Anunciante: Buick of Shanghai General Motors. Título: Human Traffic Signs. Agência: Lowe China. China, Fevereiro 2014.

Making of: Buick. Human Traffic Sign. China, 2014.

O Ceptro e a Misericórdia

EverynoneLosers02-580x325O canal de música Vh1 acaba de lançar um anúncio (um vídeo musical com a canção I Will Survive de Gloria Gaynor) que é, à primeira vista, um manifesto contra o bullying. O próprio conceito resulta alargado: vítima, hoje; patrão, amanhã. Um bullying a dois tempos, invertido e compensado, como apraz ao nosso sentido de justiça. “Quem com ferro mata, com ferro morre”. Este anúncio não parece relevar de uma campanha anti bullying consequente. A vingança, serve-se fria? Quantas vítimas de hoje serão patrões amanhã? Sentam-se, como mártires contemporâneos, à direita do Poder? O bullying é uma fatalidade contra a qual nada se pode fazer a não ser estetizá-la?
Alto e pára a crítica! Por que motivo haveria o Vh1 de lançar uma campanha efectiva contra o bullying? É, por acaso, uma entidade oficial ou oficiosa financiada para o efeito? Não são as audiências que movem o Vh1? A miscelânea entre lucro e misericórdia corrente na publicidade “responsável” traz-nos vesgos e confusos. Torna-se cada vez mais penoso destrinçar o dedo de Deus do rabo do Diabo. São Bartolomeu nos valha! Em suma, um anúncio bem concebido e bem realizado, com um não sei quê de polémica que o vai tornar viral. Acrescento um segundo vídeo, dos Everynone, contra o bullying, num registo social e estético distinto.

Marca: Vh1. Título: I will survive. Agência: Delcampo Saatchi & Saatchi. Direcção: Agustin Alberdi. Argentina, Abril 2014.

Losers. Por Everynone e Époché Films. Música: Keith Kenniff. Produtores: Jon Messner, Alexandra Brown e Brielle Murray. 2011.

 

Dignidade

Iwaki, no Japão, foi vítima do tsunami e do acidente nuclear. Os habitantes, um ano depois, não esquecem; rezam em silêncio de olhos fechados. A seguir ao vídeo, um texto que escrevi há um ano, duas semanas após a tragédia.

Iwaki City. Pray together with us. Agência: Dentsu Tokyo. Direção: Futoshi Takashima. Japão, Março 2012.

Flor de cereja amarga

Ao quinto terramoto mais severo de que há registo, segue-se um tsunami com ondas de 13 metros que provoca um acidente nuclear difícil de controlar. Os novos cavaleiros do Apocalipse passaram pelo Japão.
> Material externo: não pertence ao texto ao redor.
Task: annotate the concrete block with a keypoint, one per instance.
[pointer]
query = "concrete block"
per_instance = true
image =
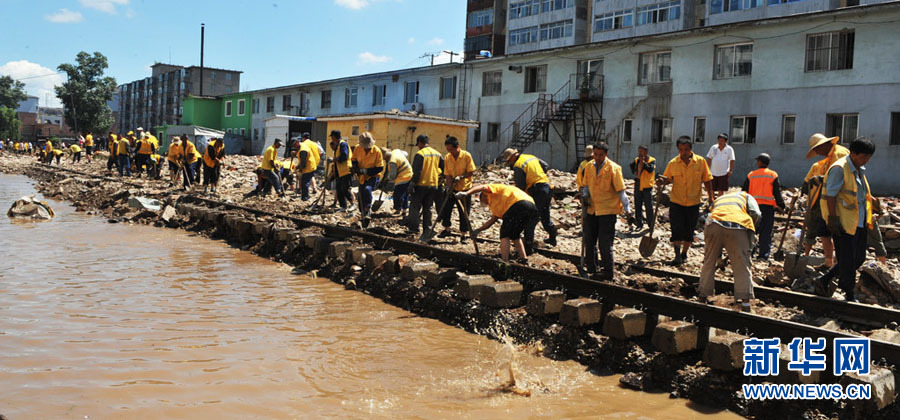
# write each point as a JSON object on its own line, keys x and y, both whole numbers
{"x": 469, "y": 287}
{"x": 545, "y": 302}
{"x": 356, "y": 254}
{"x": 884, "y": 390}
{"x": 375, "y": 258}
{"x": 580, "y": 312}
{"x": 725, "y": 352}
{"x": 886, "y": 335}
{"x": 624, "y": 323}
{"x": 674, "y": 337}
{"x": 504, "y": 294}
{"x": 337, "y": 249}
{"x": 441, "y": 278}
{"x": 419, "y": 269}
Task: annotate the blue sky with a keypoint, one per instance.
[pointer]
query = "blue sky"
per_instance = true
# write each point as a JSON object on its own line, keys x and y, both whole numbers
{"x": 274, "y": 42}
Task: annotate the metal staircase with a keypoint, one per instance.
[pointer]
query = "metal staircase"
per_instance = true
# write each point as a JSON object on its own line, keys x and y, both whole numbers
{"x": 579, "y": 99}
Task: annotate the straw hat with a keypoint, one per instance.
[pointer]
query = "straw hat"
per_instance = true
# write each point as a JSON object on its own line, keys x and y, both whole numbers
{"x": 817, "y": 140}
{"x": 508, "y": 153}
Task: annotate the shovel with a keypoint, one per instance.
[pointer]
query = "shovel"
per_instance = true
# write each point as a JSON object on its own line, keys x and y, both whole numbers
{"x": 648, "y": 242}
{"x": 779, "y": 255}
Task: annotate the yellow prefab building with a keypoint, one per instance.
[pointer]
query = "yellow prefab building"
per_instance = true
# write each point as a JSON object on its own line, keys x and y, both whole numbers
{"x": 398, "y": 130}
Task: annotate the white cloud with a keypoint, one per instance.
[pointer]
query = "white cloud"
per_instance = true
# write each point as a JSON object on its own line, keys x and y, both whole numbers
{"x": 65, "y": 16}
{"x": 105, "y": 6}
{"x": 369, "y": 58}
{"x": 42, "y": 87}
{"x": 352, "y": 4}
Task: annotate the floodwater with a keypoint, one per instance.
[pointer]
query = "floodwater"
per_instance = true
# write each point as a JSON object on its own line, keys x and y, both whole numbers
{"x": 103, "y": 320}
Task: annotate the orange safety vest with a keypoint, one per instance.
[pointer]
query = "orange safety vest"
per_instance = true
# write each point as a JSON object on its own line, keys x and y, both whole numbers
{"x": 762, "y": 181}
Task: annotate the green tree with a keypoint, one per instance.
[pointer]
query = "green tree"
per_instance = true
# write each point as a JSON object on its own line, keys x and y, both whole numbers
{"x": 9, "y": 123}
{"x": 11, "y": 92}
{"x": 85, "y": 93}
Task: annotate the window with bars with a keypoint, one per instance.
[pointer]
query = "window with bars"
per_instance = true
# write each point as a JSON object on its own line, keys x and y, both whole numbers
{"x": 492, "y": 83}
{"x": 655, "y": 67}
{"x": 733, "y": 61}
{"x": 830, "y": 51}
{"x": 536, "y": 79}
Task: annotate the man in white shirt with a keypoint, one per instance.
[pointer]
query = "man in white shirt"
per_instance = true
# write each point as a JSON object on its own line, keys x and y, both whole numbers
{"x": 721, "y": 163}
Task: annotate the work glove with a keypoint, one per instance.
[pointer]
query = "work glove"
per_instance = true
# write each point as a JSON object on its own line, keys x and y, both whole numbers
{"x": 834, "y": 225}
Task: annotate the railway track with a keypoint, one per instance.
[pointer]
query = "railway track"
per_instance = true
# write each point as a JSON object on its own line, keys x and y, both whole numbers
{"x": 703, "y": 315}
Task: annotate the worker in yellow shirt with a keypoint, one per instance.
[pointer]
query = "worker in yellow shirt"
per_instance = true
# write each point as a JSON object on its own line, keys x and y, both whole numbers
{"x": 820, "y": 145}
{"x": 459, "y": 168}
{"x": 268, "y": 167}
{"x": 89, "y": 146}
{"x": 688, "y": 173}
{"x": 644, "y": 170}
{"x": 515, "y": 207}
{"x": 75, "y": 150}
{"x": 308, "y": 157}
{"x": 604, "y": 194}
{"x": 428, "y": 164}
{"x": 529, "y": 174}
{"x": 368, "y": 162}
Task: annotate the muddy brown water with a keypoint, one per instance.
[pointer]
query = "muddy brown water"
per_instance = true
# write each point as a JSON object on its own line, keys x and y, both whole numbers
{"x": 103, "y": 320}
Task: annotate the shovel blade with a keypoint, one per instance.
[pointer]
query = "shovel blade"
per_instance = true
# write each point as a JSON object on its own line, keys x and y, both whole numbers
{"x": 647, "y": 246}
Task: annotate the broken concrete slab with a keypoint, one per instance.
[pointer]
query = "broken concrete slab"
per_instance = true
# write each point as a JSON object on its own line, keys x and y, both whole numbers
{"x": 545, "y": 302}
{"x": 675, "y": 337}
{"x": 580, "y": 312}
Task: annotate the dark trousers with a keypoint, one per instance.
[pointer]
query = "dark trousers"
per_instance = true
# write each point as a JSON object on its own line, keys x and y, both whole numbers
{"x": 643, "y": 199}
{"x": 422, "y": 202}
{"x": 541, "y": 195}
{"x": 343, "y": 190}
{"x": 305, "y": 182}
{"x": 599, "y": 232}
{"x": 764, "y": 230}
{"x": 124, "y": 163}
{"x": 447, "y": 213}
{"x": 851, "y": 254}
{"x": 401, "y": 196}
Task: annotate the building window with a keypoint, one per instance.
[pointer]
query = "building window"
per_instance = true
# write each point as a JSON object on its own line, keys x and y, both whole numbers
{"x": 661, "y": 12}
{"x": 626, "y": 130}
{"x": 788, "y": 128}
{"x": 615, "y": 20}
{"x": 326, "y": 99}
{"x": 520, "y": 9}
{"x": 845, "y": 126}
{"x": 699, "y": 129}
{"x": 557, "y": 30}
{"x": 379, "y": 95}
{"x": 492, "y": 83}
{"x": 895, "y": 128}
{"x": 493, "y": 132}
{"x": 481, "y": 18}
{"x": 661, "y": 130}
{"x": 350, "y": 97}
{"x": 830, "y": 51}
{"x": 523, "y": 36}
{"x": 448, "y": 88}
{"x": 411, "y": 92}
{"x": 536, "y": 79}
{"x": 655, "y": 67}
{"x": 733, "y": 61}
{"x": 743, "y": 129}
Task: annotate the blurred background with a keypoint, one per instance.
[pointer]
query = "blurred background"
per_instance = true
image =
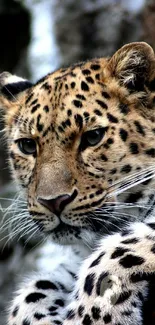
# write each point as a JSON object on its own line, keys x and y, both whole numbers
{"x": 37, "y": 37}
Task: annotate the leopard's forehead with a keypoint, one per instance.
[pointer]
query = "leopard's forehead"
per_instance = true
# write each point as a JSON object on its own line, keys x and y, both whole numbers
{"x": 75, "y": 97}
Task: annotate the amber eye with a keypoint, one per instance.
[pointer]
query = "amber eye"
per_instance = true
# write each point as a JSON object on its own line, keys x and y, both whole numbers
{"x": 92, "y": 138}
{"x": 27, "y": 146}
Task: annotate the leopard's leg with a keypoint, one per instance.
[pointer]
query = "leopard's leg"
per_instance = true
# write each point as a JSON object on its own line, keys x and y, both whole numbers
{"x": 42, "y": 299}
{"x": 113, "y": 282}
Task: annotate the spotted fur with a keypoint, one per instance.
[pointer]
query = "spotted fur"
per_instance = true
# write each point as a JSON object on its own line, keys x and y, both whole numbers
{"x": 81, "y": 145}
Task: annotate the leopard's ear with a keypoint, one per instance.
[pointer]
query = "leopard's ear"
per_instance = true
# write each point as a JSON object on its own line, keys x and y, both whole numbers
{"x": 11, "y": 90}
{"x": 11, "y": 85}
{"x": 133, "y": 65}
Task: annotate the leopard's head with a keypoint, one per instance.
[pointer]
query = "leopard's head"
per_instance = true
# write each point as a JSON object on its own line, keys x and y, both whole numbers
{"x": 80, "y": 137}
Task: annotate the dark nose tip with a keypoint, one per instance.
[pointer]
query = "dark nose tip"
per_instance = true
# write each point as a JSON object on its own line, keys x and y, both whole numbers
{"x": 57, "y": 204}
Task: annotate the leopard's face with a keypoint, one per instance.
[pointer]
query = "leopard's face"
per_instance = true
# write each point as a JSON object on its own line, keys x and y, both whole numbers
{"x": 73, "y": 136}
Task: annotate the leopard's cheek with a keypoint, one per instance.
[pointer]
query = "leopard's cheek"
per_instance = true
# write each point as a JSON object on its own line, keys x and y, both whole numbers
{"x": 22, "y": 168}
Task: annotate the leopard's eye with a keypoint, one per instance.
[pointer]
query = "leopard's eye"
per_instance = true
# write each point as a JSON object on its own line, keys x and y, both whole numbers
{"x": 92, "y": 138}
{"x": 27, "y": 146}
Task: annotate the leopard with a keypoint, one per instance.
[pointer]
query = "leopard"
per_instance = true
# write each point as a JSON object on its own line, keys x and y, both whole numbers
{"x": 81, "y": 145}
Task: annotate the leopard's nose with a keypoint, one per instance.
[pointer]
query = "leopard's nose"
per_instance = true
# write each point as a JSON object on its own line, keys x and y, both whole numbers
{"x": 57, "y": 204}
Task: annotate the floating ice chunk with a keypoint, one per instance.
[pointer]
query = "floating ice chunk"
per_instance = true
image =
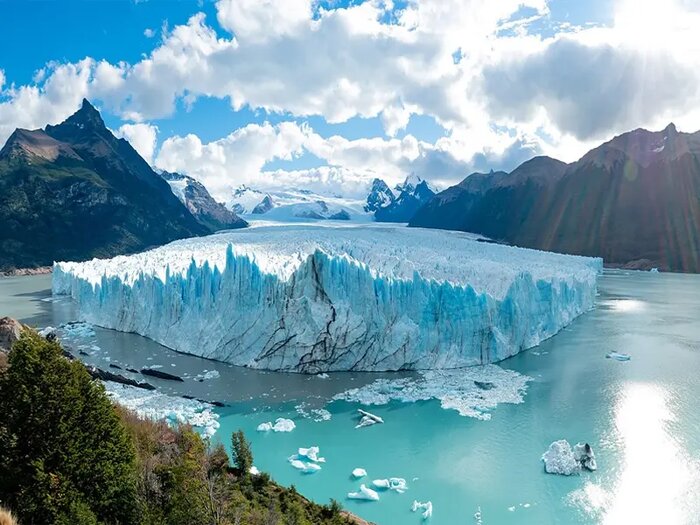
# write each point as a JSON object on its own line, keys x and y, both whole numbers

Abundam as notícias e as imagens do tsunami e das sequelas do acidente nuclear. Já a reacção da população suscita perplexidade. Nem desacatos, nem vitimação pública. Em vez da expressão dramática do sofrimento, a contenção trágica da dor, imune a qualquer intrusão.

Esta postura estóica integra, há séculos, a cultura japonesa. No livro O Crisântemo e a Espada, publicado em 1946, a antropóloga Ruth Benedict observa: “Quando as águas inundam uma aldeia japonesa, qualquer pessoa que se respeite a si mesma recolhe os haveres que quer levar consigo e procura as terras mais altas. Não há gritos, nem correrias tresloucadas, nem pânico (…). Tal comportamento faz parte do respeito que uma pessoa tem por si própria no Japão, incluindo quando sabe que não vai sobreviver.”
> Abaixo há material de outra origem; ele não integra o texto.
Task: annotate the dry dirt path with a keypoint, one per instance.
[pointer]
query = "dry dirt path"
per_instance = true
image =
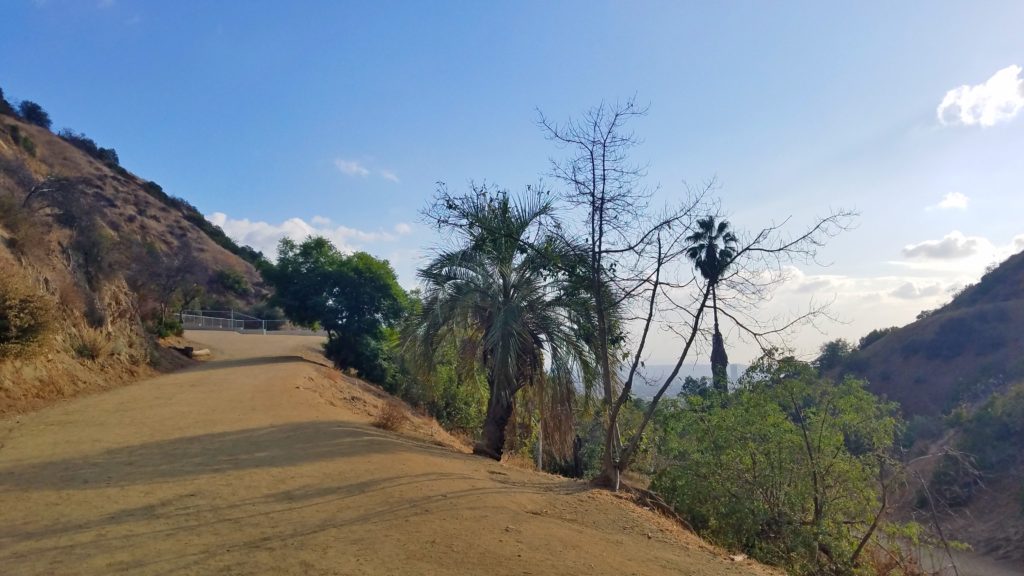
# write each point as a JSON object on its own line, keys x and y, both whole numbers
{"x": 262, "y": 462}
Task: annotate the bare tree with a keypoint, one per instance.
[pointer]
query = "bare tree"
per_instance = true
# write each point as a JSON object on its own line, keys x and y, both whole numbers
{"x": 616, "y": 232}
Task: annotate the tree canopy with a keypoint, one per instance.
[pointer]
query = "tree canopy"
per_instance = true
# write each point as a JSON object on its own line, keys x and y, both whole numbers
{"x": 355, "y": 298}
{"x": 34, "y": 114}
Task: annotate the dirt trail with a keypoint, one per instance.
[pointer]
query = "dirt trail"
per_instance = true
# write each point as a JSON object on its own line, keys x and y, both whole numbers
{"x": 262, "y": 462}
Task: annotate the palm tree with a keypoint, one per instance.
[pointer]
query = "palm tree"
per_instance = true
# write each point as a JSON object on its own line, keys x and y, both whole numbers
{"x": 499, "y": 293}
{"x": 713, "y": 247}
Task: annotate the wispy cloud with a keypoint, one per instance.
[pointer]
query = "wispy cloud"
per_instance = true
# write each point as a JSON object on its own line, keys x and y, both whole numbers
{"x": 356, "y": 168}
{"x": 952, "y": 245}
{"x": 915, "y": 290}
{"x": 951, "y": 201}
{"x": 998, "y": 99}
{"x": 350, "y": 167}
{"x": 265, "y": 236}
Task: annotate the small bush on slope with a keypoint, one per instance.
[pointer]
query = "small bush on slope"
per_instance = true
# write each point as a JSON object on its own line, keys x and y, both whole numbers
{"x": 27, "y": 316}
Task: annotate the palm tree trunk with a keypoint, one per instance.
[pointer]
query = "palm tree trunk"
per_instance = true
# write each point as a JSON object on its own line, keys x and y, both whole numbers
{"x": 499, "y": 413}
{"x": 719, "y": 359}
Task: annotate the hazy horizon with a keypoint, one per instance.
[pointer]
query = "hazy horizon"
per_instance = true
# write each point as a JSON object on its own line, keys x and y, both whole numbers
{"x": 338, "y": 119}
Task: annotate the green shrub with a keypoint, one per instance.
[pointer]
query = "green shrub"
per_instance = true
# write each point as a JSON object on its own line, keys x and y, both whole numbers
{"x": 167, "y": 327}
{"x": 28, "y": 316}
{"x": 743, "y": 474}
{"x": 232, "y": 282}
{"x": 108, "y": 156}
{"x": 34, "y": 114}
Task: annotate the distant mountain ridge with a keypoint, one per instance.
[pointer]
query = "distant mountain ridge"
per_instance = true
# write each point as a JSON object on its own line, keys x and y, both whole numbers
{"x": 960, "y": 353}
{"x": 98, "y": 253}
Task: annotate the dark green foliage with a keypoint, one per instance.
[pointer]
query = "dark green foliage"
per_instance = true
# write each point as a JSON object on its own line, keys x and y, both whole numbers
{"x": 166, "y": 327}
{"x": 833, "y": 355}
{"x": 34, "y": 114}
{"x": 27, "y": 316}
{"x": 875, "y": 335}
{"x": 5, "y": 107}
{"x": 356, "y": 298}
{"x": 713, "y": 247}
{"x": 786, "y": 467}
{"x": 105, "y": 155}
{"x": 232, "y": 282}
{"x": 498, "y": 298}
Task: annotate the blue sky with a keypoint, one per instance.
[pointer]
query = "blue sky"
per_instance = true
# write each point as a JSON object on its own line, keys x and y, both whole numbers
{"x": 290, "y": 117}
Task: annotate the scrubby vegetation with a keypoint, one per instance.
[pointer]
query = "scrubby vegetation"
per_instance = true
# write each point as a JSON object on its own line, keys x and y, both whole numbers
{"x": 28, "y": 316}
{"x": 355, "y": 298}
{"x": 788, "y": 467}
{"x": 193, "y": 215}
{"x": 105, "y": 155}
{"x": 34, "y": 114}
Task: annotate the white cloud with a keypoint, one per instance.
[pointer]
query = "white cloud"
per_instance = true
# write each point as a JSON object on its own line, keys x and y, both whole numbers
{"x": 952, "y": 245}
{"x": 999, "y": 98}
{"x": 952, "y": 201}
{"x": 265, "y": 236}
{"x": 913, "y": 291}
{"x": 350, "y": 167}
Afigura-se-nos que o sofrimento da população japonesa não granjeou mesma cobertura mediática que outros povos igualmente castigados. Será por contenção? A um primeiro momento de estranheza, seguiu-se um segundo de compreensível pudor? Será por relevância? Poderá o olhar táctil das nossas extensões técnicas alcançar a dor oculta dos japoneses? Propensos ao “sofrimento à distância” (Luc Boltanski), serão os “ocidentais” mais permeáveis à retórica da dor do que à pragmática da dignidade?

Entretanto, com ou sem radioactividade, florescem as cerejeiras no Japão.